Z forum internetowego Wirtualnej Nysy: (Bati) - Z kumplami zwiedziliśmy chyba wszystkie korytarze, nawet takie, gdzie było niewiele miejsca i groziło za- waleniem. Raz nawet było głośno o nas w gazetach, gdyż zjechało się pełno straży, policji i pogotowia, bo kumpel myślał że nas przysypało (pozdrawiam Gucia!)...

Nie wszyscy poszukiwacze mieli tyle szczęścia. Kilkadziesiąt lat temu w podziemne lochy wybrali się młodzi chłopcy. Szukano ich miesiącami. Kiedy już wszyscy zapomnieli o zaginięciu dzieciaków, w jednym z fortecznych korytarzy znaleziono ich kości.

- Penetrowanie twierdzy przeważnie źle się kończy. Było kilku śmiałków, którzy próbowali wykraść fortom ich tajemnicę. Wszyscy zginęli w niewyjaśnionych okolicznościach - opowiada Marek Szczerski, strażnik nyskich fortyfikacji i szef stowarzyszenia miłośników tamtejszej twierdzy. - Dlatego sam przestałem węszyć. Licho nie śpi...

Szczerski przypomina sobie, że niespełna 10 lat temu po twierdzy kręcił się pan Adam ze Śląska. Był bezdomny, toteż nikogo nie dziwiła jego stała obecność na fortach. Z powodu nadmiaru wolnego czasu zwiedzał swoje miejsce zamieszkania i ciągle szukał. W swoich spacerach zapędzał się coraz głębiej w korytarze obwarowań, w podziemne tunele.

- Ponoć widział bursztynową komnatę - Szczerski ścisza głos i prowadzi po forcie Prusy. Największym z całej twierdzy. - Niedługo po tym jak mu się objawiła, zginął gdzieś na twierdzy.
Parne południe. Szczerski mruży powieki od słońca. Pokazuje obwarowania z 1741 roku, których budowę zainicjował król pruski Fryderyk II. Wykonawstwo zlecił inżynierowi Kornelowi Walrawe. Jego zadaniem było stworzenie ze stolicy księstwa biskupiego najmocniejszej twierdzy w tym rejonie Prus.

W jej murach więziony był twórca Deklaracji praw człowieka i obywatela markiz de la Fayette (XVIII w.), a w czasie I wojny światowej - młody kapitan Charles de Gaulle, późniejszy prezydent Francji. W korytarzach panuje przyjemny chłód. Dziś jedyni lokatorzy to nietoperze, które bez specjalnego pozwolenia wprowadziły się na forty.
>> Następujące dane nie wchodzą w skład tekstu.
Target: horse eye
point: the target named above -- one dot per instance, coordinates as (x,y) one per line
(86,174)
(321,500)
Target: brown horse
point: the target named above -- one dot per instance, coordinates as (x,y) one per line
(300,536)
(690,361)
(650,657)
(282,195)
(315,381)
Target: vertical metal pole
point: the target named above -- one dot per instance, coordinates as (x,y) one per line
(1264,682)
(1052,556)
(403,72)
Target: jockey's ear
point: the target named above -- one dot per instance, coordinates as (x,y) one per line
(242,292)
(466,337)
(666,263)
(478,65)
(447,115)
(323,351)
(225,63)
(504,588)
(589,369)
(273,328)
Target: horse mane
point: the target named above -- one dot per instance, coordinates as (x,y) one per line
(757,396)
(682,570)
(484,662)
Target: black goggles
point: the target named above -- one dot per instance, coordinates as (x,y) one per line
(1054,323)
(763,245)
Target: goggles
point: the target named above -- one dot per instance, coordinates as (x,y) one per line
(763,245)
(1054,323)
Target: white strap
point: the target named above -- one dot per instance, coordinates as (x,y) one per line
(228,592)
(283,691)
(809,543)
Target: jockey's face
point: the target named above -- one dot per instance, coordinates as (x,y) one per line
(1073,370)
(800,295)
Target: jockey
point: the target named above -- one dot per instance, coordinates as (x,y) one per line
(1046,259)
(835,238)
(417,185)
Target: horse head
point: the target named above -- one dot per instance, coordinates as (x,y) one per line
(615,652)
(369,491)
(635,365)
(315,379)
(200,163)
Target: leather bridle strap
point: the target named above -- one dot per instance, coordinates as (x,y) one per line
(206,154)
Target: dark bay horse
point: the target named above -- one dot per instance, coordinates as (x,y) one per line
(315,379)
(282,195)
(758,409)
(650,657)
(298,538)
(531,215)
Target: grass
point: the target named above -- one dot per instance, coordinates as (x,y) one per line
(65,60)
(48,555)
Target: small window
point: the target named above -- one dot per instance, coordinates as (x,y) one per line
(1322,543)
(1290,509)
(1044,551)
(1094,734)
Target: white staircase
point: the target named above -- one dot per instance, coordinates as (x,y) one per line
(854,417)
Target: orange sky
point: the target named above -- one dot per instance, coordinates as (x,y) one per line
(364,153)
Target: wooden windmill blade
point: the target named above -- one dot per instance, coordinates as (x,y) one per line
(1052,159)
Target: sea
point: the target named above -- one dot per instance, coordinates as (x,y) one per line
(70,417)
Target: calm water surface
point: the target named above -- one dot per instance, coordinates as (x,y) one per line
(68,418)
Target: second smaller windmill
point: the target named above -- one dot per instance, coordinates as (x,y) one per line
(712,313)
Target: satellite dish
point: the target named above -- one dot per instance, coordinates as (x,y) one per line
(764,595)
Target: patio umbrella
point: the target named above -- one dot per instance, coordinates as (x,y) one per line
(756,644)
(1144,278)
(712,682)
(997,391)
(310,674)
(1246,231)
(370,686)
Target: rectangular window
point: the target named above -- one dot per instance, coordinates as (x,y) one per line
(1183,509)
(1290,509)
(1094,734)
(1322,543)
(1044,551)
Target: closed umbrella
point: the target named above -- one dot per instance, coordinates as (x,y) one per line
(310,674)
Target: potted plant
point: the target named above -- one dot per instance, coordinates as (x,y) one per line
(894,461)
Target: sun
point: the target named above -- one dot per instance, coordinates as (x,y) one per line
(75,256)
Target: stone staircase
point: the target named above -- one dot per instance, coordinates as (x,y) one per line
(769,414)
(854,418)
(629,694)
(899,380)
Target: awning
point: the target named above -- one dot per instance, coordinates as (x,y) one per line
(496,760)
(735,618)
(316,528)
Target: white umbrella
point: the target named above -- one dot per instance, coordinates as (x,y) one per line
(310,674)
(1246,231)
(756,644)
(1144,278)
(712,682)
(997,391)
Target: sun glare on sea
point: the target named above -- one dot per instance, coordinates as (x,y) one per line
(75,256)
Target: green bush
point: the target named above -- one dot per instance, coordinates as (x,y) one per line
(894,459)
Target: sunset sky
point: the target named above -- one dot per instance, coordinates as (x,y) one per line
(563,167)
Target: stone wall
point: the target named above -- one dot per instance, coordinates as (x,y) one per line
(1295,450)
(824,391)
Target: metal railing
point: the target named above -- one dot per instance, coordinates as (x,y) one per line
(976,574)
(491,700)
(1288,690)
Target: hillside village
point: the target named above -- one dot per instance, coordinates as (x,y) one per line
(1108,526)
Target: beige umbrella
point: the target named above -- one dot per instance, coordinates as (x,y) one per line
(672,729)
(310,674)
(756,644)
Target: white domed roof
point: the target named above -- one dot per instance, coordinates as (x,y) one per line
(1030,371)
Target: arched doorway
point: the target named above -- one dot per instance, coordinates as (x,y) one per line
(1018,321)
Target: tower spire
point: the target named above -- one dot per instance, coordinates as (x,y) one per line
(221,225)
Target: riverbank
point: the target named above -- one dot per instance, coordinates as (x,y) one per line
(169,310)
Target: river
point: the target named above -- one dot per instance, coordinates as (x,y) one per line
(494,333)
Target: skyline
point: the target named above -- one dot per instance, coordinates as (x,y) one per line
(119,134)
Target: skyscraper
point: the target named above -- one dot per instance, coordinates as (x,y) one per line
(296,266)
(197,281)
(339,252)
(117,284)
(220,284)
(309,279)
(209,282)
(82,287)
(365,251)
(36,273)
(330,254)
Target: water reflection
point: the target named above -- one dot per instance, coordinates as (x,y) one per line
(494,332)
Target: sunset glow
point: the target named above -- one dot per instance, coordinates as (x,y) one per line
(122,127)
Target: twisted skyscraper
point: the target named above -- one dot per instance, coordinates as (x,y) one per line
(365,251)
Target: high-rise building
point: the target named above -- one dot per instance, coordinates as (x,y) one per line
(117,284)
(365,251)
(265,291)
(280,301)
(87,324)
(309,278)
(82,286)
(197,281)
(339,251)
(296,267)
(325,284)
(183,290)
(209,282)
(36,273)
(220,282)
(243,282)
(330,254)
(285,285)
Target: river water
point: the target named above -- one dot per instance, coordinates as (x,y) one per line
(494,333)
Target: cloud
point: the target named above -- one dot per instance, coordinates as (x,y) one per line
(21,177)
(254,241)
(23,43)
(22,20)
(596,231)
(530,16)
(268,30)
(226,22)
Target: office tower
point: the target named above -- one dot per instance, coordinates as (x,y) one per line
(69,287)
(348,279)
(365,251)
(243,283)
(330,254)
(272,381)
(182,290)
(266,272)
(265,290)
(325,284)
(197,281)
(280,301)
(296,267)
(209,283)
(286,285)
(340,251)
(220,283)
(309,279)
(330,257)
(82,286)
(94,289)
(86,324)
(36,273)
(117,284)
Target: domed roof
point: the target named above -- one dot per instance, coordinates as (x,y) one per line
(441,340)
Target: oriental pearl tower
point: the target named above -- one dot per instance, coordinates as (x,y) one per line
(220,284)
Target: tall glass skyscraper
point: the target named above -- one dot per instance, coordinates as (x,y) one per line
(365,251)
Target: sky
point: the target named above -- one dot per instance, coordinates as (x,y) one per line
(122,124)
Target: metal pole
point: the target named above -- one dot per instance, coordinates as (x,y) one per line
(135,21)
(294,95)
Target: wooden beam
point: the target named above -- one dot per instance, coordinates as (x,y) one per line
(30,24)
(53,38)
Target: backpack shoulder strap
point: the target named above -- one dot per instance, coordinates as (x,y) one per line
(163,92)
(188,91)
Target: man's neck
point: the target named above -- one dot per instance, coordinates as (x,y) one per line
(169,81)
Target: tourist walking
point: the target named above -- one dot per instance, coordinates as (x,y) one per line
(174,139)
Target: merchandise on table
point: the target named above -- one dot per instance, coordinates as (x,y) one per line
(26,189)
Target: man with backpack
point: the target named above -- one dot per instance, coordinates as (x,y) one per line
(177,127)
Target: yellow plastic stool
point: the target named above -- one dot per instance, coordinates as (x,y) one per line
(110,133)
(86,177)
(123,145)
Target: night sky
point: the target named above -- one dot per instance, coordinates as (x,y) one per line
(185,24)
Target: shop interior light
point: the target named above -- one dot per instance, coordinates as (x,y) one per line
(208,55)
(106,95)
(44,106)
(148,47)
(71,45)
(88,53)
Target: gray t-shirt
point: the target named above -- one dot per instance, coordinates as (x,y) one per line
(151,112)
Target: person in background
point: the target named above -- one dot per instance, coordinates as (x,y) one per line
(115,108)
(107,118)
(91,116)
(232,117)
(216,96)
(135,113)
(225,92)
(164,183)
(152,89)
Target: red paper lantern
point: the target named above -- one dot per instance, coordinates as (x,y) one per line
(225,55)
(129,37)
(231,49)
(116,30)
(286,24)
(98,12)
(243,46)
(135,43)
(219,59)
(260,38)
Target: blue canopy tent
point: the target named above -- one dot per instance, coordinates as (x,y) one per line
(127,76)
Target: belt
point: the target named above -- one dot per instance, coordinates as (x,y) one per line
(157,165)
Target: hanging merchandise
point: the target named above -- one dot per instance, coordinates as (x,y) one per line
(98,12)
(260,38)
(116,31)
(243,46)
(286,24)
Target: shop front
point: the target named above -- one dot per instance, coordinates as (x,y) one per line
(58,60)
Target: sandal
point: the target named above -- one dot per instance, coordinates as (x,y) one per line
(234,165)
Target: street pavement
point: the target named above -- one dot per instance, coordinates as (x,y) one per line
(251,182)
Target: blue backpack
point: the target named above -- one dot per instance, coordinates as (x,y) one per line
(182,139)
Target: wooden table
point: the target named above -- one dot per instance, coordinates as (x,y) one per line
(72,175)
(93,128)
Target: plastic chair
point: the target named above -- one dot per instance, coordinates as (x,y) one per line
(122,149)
Od kilku lat mieszkają tu, wychowują potomstwo, a nocami straszą tubylców.
- Nie wiadomo, czy to tylko nietoperze. Chociaż sam nie widziałem, to niewykluczone, że są tu jakieś duchy - zastanawia się pan Marek. - Może dusze umarłych błąkają się i coś chcą nam powiedzieć.

- Spędziłem na fortach noc w oczekiwaniu na ducha la Fayette'a - opowiada Kazimierz Staszków, nyski tropiciel śladów historii. - Czy spotkałem go? Niech to pozostanie moją tajemnicą. Powiem tylko tyle, że rano wiedziałem już, gdzie szukać listu, który markiz napisał w forcie Prusy do Stanisława Augusta Poniatowskiego. Jak tylko go znajdę, to zrobię fotokopię i przywiozę ją do Nysy.

Z forum: (Bandi) - To ja też mam zagadkę - w jednym z korytarzy fortu Prusy są 2 studnie - ich otwory są na poziomie chodnika, nie wystają ponad podłogę. Są w odległości kilku metrów, ale w jednej jest pełno wody, zaś druga jest zupełnie pusta... Próbowaliśmy wyjaśnić tę zagadkę, ale nic z tego nie wyszło...

Adam, bezdomny ze Śląska, tajemnicy do grobu ze sobą nie zabrał. Zdradził ją znajomemu z Poznania.
- Opowiada mi potem, że Adam wziął go ze sobą na spacer po podziemiach - mówi Szczerski. - Szli tunelami pół godziny. Adam założył mu worek na głowę, aby ten nie zapamiętał drogi. Z późniejszych opowieści poznaniaka wynika, że czterokrotnie skręcali w owych podziemiach, by później przejść tunelem pod rzeką. Aż do fortu wodnego nad Bielawką. Tam Adam zostawił na chwilę kolegę, wziął poniemiecki ponton i na chwilę gdzieś zniknął. Po powrocie trzymał w ręce sztabkę złota z hakenkreutzem.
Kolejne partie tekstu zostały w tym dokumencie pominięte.